If you wind New York City's film clock back thirty years and about three weeks, then you'd find yourself in a city that's quite different from present day New York. While there aren't enough words in the world to cover and describe all of the changes that thirty years have brought to this city, one thing that hasn't and will never change is this: nostalgia rings true.
Released on February Seventh, 1986, Hannah and Her Sisters is regarded by some as Woody Allen's best film. The film features strong performances by marquee actors such as Mia Farrow (Allen's spouse at the time), Michael Crane, Dianne Weist, as well as a few smaller roles by Julie Kavner (who would go on to play the voice of Marge Simpson), and Julia Louis-Dreyfus (only a few years before Seinfeld).
While Allen would win the Academy Award that year for Best Screenplay and Crane and Weist would win for Best Supporting Actor and Actress, in reality, the real star of the film, as always, is New York City.
When you watch Hannah and Her Sisters, especially those scenes filmed in Soho, you can't help but notice how much of downtown was yet to be developed by the middle of the eighties. Where Soho today carries the look and feel of a crown jewel ––– with galleries, shops, and domestic as well as international tourists aplenty; Soho in 1986 looked, in essence, deserted. Newspapers blow across empty streets; graffiti-adorned buildings stand large, tattered, and mostly unoccupied; and piles of scrap construction pieces, wood, metal, and wires occupy a street corner here and there.
Yet, while the Soho scenes illustrate how much the City has changed over the past thirty years, those scenes that take place uptown, particularly, in the Upper East Side, mostly function as a celebratory gallery of all that made –– – and still makes ––– New York unique. Sometimes it's specific locations: The Carlyle (35 East 76th Street) and and St. Regis Hotels (2 East 55th Street), and a townhouse at 8 East 62nd Street ––– which, oh by the way, is currently on the market for $84 million dollars: Courtesy of The Modlin Group – 8 East 82nd Street.

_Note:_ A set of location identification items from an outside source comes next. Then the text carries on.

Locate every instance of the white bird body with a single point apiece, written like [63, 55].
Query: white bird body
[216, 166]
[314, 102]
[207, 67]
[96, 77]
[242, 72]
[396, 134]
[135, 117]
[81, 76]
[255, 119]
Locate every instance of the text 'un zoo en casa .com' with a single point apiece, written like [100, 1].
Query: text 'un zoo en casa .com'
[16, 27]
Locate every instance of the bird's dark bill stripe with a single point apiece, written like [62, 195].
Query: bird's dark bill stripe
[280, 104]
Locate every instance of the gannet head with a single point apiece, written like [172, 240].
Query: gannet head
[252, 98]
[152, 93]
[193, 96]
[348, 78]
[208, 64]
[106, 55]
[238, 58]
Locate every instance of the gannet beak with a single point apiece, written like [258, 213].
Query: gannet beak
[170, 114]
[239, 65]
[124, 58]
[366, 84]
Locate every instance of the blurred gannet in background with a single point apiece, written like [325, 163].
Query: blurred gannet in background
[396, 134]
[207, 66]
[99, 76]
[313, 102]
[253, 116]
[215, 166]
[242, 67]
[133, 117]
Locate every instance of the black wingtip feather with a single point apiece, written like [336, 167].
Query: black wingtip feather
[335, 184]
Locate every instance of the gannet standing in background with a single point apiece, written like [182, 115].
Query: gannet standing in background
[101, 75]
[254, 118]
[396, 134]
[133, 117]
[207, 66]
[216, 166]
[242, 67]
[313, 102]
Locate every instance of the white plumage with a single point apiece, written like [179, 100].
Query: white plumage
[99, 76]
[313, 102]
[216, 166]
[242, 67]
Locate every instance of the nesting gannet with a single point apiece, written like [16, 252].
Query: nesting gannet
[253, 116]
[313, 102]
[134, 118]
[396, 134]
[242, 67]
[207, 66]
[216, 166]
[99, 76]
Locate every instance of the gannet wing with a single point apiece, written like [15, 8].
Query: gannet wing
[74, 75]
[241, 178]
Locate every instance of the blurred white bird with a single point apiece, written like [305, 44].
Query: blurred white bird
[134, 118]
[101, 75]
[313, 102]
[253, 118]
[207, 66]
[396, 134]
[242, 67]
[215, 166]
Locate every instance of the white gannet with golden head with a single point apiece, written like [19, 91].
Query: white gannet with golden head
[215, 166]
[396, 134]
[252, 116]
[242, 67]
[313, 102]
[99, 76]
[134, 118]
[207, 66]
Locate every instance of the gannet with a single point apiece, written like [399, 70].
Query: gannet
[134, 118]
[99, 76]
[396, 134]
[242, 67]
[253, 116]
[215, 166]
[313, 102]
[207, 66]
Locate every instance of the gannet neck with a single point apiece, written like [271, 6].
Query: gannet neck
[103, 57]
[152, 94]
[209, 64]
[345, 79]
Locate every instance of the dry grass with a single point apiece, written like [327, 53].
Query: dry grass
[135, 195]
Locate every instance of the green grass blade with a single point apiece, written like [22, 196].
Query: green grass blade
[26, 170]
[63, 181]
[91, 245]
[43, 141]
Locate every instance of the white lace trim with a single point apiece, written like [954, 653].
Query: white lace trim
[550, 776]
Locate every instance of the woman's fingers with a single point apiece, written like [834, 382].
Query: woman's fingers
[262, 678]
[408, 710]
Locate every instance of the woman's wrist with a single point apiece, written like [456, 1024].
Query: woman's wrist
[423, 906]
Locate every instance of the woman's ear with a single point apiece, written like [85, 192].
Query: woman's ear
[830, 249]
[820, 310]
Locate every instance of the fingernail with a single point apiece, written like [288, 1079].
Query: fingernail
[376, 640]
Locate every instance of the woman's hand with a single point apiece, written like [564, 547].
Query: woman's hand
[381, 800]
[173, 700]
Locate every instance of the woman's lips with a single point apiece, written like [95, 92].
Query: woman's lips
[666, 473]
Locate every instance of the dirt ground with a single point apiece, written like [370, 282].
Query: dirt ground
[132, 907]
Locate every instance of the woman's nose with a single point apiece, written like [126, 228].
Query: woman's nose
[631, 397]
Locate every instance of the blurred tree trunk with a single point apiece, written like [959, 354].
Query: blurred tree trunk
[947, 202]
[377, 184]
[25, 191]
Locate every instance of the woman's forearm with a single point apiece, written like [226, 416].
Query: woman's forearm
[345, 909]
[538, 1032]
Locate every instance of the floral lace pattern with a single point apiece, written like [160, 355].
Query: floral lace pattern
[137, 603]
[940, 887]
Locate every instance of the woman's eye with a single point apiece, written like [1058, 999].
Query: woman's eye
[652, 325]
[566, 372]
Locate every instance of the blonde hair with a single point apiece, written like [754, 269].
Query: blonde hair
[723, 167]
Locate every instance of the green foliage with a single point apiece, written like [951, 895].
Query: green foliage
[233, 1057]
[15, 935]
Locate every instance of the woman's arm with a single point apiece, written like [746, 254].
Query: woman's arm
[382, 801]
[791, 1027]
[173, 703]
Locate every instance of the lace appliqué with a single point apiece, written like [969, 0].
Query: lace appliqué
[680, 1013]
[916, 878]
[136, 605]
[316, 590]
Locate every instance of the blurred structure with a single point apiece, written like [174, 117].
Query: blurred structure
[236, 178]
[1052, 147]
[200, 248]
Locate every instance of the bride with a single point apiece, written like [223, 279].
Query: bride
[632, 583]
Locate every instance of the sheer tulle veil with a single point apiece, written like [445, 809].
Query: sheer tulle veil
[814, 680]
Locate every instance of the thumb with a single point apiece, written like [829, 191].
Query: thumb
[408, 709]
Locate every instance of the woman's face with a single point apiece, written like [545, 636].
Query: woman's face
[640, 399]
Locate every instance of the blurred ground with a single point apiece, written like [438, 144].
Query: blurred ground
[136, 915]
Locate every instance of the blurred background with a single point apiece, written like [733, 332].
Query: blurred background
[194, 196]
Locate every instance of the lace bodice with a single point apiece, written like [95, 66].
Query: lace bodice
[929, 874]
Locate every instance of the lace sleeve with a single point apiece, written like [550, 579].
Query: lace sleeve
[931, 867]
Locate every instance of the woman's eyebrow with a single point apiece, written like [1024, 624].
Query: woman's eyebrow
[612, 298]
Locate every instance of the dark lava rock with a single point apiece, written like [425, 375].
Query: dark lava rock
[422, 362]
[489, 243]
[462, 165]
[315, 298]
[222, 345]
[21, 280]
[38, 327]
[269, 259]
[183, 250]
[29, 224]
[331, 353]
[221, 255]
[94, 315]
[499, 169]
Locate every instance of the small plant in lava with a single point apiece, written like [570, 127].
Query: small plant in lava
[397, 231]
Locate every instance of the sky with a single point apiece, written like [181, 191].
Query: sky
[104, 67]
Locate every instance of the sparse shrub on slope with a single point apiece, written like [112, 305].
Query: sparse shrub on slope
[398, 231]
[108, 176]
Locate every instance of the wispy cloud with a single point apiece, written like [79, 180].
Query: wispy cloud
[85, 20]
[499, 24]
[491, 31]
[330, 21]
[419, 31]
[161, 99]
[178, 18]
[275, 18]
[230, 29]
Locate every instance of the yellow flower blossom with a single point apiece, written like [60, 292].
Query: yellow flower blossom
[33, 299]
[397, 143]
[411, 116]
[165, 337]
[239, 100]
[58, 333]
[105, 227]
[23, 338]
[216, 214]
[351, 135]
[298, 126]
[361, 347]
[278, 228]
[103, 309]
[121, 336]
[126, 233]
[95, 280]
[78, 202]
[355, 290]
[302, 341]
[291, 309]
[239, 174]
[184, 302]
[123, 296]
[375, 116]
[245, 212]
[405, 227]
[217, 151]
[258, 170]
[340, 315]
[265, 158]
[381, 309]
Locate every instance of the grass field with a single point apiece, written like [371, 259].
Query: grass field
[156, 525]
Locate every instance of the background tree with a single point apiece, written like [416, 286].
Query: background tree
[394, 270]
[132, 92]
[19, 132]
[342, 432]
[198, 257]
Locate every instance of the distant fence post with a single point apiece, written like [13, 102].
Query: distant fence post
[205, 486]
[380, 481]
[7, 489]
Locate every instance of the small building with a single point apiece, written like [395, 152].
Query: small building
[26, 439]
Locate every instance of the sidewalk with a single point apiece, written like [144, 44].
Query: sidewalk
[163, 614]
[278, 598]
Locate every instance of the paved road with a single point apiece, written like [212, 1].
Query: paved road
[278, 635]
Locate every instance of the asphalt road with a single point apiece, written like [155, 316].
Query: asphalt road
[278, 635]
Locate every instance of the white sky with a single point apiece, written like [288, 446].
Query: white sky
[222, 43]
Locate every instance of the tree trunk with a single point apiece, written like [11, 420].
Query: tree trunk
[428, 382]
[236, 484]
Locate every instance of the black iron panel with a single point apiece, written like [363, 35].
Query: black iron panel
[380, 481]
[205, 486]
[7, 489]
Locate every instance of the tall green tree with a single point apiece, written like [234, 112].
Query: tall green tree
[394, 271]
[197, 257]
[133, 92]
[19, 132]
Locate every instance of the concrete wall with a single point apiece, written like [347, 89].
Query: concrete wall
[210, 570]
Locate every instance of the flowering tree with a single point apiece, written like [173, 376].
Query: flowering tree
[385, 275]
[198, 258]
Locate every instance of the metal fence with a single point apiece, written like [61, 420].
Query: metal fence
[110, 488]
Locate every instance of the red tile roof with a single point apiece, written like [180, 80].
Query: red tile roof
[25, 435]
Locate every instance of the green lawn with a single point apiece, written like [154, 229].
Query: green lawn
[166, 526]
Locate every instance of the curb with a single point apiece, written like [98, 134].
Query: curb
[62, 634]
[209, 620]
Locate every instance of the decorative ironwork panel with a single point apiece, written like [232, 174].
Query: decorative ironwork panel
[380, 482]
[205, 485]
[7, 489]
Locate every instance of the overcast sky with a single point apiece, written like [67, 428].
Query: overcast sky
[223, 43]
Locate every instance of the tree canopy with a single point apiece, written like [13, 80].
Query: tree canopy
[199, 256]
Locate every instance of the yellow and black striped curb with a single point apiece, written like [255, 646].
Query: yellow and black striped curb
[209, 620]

Other times it's just scenes of Allen's character, Mickey, strolling through Central Park; the East Side up near 100th Street; and though we can't quite verify this one, we think at one point he walks out of The Black and Whites, a set of townhouse walk-ups located at 527-541 East 72nd Street, just east of York Avenue.
Whether you watch Hannah and Her Sisters for the New York City retrospective, the award-winning dialogue, or just as a casual Allen fan, you're unlikely to be disappointed. If nothing else, it may bring up at least one interesting question: what might the next thirty years bring to our city?